За последние несколько лет сократился и срок пребывания в больнице. В Москве, к примеру, врачам не рекомендуют держать пациентов в отделении дольше 30 дней: считается, что этого времени вполне достаточно, чтобы снять острое состояние. После выписки больных переводят в дневной стационар «на долечивание» (*, говорит председатель Независимой психиатрической ассоциации России Любовь Виноградова*). Но контролировать, продолжает ли человек лечиться амбулаторно, почти невозможно. Врач в некоторых случаях может прийти к пациенту домой, если тот пропускает приемы в дневном стационаре.
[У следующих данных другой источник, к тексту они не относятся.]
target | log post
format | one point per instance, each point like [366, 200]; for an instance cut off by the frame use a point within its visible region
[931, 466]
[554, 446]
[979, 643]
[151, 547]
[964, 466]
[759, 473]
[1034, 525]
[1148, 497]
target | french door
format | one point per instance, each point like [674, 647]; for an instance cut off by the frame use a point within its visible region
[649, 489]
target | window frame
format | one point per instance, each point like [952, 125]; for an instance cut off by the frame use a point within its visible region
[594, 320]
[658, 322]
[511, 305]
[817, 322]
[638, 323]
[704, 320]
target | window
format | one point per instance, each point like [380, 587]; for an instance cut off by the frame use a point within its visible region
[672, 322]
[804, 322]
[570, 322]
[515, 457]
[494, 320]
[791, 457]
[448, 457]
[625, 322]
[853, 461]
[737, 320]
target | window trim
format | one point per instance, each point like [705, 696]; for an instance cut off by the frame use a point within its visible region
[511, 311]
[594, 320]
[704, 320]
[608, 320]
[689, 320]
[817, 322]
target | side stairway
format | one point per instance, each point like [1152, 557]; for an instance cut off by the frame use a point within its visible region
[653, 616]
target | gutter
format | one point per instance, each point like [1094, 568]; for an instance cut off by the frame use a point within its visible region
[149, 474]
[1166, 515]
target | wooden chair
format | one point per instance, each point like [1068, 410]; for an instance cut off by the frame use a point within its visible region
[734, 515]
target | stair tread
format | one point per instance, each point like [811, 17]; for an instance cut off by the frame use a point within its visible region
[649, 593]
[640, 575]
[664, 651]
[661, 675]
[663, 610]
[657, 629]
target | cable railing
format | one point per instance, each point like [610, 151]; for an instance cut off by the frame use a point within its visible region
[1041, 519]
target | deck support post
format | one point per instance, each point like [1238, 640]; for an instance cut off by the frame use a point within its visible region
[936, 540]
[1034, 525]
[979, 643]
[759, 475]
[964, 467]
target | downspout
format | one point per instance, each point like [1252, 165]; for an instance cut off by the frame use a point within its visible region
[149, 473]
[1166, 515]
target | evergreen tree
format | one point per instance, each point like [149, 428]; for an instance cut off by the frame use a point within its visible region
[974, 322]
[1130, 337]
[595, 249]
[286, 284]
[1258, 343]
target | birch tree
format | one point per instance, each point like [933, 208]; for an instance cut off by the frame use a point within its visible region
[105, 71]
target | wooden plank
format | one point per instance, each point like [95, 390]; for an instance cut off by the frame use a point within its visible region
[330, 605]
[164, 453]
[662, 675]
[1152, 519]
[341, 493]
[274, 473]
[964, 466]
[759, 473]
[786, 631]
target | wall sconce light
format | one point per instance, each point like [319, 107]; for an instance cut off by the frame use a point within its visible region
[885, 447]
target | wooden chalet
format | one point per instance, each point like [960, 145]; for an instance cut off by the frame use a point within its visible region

Но заставить человека принимать препараты в условиях амбулаторного наблюдения ни один специалист не имеет права.

Даже если вовремя попасть в клинику, это еще не значит, что там эффективно справятся с первым эпизодом. Ведь чаще всего пациенты с первым обострением попадают в обычное острое отделение психиатрической больницы, а не специализированное отделение для первых эпизодов.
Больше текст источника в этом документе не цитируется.